Potential Options for Savings
1. Replacing Cash Payments
One proposal previously considered by the government involved substituting cash payments with a voucher system or reimbursements for specific services upon receipt submission. Disability advocates criticized this idea, arguing that it would diminish individuals’ autonomy in managing their finances. Kendall recently acknowledged the concerns regarding the independence of recipients if cash payments were replaced with vouchers, yet she refrained from ruling out this possibility.
The Centre for Social Justice think tank has suggested that replacing cash payments with in-kind services, such as therapies or support, could effectively cut cash expenditures. This could result in a significant reduction of cash payments for PIP recipients, replacing them with free transportation, counseling, or home modifications. James Taylor, executive director of strategy at Scope, expressed that such an approach could be detrimental, as many individuals depend on these payments for daily expenses. He stated, “Around a quarter of disabled people live in low-income households, and switching from cash to vouchers would leave many without PIP funds for essential needs.” He also highlighted the extensive bureaucracy required to implement a voucher or receipt system.
2. Changing Eligibility and Assessments
Another straightforward method to decrease disability payments would be to tighten the eligibility criteria for PIP. Currently, assessments determine whether a person can perform specific tasks and whether their condition restricts them. A previous suggestion was to base eligibility on a diagnosis rather than an assessment of capabilities. Reports indicate the government may be considering restricting eligibility for PIP based on certain conditions, but experts warn this could lead to legal challenges, as PIP is designed to assess functional ability rather than the disability itself. Taylor noted, “Two individuals with the same condition may experience vastly different challenges.”
Charities like Scope have welcomed proposals to simplify the assessment process, advocating for assessments to be conducted by individuals with specific knowledge of the claimant’s condition rather than general assessors. Taylor noted, “Many disabled people report that assessors lack an understanding of how their condition impacts their daily lives, leading to inadequate awards.” If eligibility were to be based on economic status, higher-income households might be excluded from receiving PIP, though determining potential savings from such changes remains complex and uncertain. Government sources have firmly denied any plans to make PIP means-tested.

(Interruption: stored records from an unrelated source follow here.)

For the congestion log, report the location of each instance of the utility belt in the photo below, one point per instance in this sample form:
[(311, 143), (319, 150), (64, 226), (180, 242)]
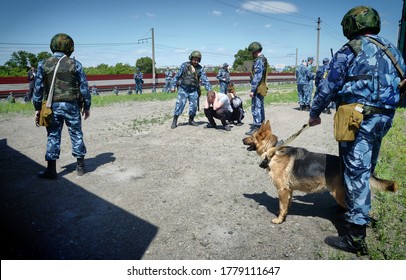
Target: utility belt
[(369, 110)]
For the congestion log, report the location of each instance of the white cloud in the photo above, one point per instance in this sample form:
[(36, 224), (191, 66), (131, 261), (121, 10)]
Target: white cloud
[(269, 7)]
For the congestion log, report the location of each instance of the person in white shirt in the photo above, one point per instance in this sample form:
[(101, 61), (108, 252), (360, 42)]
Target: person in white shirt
[(217, 106)]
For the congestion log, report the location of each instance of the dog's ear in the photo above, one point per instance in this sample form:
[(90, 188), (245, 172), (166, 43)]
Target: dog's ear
[(264, 163), (268, 126)]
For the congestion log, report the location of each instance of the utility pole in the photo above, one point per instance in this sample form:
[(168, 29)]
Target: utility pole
[(297, 53), (153, 62), (318, 43), (153, 56)]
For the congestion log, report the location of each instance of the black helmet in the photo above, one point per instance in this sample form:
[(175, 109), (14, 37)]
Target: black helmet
[(359, 19), (254, 46), (62, 43), (196, 54)]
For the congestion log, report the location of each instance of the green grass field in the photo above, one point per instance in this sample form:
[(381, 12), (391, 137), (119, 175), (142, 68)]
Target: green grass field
[(386, 234)]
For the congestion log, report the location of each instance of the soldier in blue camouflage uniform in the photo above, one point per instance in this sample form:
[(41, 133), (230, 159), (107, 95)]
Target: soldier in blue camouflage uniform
[(138, 81), (308, 96), (71, 87), (365, 75), (224, 78), (188, 78), (303, 78), (321, 74), (258, 77), (11, 98), (168, 80)]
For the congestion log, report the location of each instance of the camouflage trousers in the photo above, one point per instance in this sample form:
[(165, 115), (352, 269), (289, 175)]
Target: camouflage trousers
[(183, 96), (69, 113), (359, 160), (257, 109)]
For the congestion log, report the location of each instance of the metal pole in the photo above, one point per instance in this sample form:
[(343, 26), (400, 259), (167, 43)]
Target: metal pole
[(153, 62), (318, 43)]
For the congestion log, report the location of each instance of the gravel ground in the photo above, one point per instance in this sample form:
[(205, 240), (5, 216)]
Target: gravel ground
[(156, 193)]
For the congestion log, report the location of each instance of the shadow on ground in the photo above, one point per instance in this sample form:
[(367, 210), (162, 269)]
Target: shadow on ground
[(57, 219)]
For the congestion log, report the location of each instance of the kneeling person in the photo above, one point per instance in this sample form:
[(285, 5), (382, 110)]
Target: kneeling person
[(217, 106)]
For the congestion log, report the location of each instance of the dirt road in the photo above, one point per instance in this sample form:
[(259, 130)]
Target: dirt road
[(152, 192)]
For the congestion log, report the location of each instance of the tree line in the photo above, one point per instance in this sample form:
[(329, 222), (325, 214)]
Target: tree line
[(21, 61)]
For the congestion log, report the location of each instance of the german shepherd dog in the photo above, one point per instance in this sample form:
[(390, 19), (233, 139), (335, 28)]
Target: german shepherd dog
[(297, 169)]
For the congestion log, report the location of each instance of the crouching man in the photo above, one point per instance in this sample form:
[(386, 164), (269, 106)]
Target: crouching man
[(217, 106)]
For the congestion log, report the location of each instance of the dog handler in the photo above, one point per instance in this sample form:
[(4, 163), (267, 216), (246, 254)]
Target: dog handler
[(360, 72), (71, 84)]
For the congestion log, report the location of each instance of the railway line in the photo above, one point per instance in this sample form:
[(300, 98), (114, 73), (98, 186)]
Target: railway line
[(19, 85)]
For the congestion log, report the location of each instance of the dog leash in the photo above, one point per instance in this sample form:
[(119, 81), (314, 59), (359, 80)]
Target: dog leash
[(294, 136)]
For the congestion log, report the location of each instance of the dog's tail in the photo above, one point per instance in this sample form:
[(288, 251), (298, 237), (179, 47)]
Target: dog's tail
[(383, 184)]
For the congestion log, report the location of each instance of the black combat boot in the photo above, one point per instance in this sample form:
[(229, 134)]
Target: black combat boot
[(50, 172), (353, 241), (191, 121), (252, 130), (80, 166), (174, 122), (225, 125)]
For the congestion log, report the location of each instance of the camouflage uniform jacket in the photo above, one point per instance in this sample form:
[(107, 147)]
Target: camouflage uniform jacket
[(304, 75), (320, 74), (223, 76), (184, 71), (76, 87), (369, 78), (258, 72)]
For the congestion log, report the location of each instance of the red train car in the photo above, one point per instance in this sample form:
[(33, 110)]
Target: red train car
[(19, 85)]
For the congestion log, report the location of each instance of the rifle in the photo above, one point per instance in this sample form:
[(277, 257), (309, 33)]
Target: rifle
[(199, 93)]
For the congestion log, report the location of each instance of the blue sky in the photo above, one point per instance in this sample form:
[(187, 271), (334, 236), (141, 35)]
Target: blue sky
[(120, 31)]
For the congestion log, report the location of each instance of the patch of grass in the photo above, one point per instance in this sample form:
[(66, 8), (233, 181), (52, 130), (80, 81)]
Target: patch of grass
[(388, 238)]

3. Introducing New Types of Payments
The possibility of introducing tiered payments—beyond the current two higher and lower awards—or even one-off payments for specific needs, such as home modifications, has been considered by officials in the past. This could potentially restrict the payments for current PIP recipients if they are reassessed and deemed to require a lower level of support. Taylor cautioned that such a change would be “out of step” with public sentiment, as polling indicates consistent support for more generous disability benefits. Furthermore, the government could encounter backlash from MPs if millions of claimants faced substantial reductions in their payments.
Ongoing uncertainty regarding the specifics of the proposed cuts has led to increased anxiety among constituents. A report from the Resolution Foundation suggested that eliminating the lowest PIP support level had inadvertently raised average award values, as more claimants qualified for higher levels of assistance. This indicates a higher need for support among the growing number of claimants with conditions such as learning disabilities, which are associated with higher-than-average awards.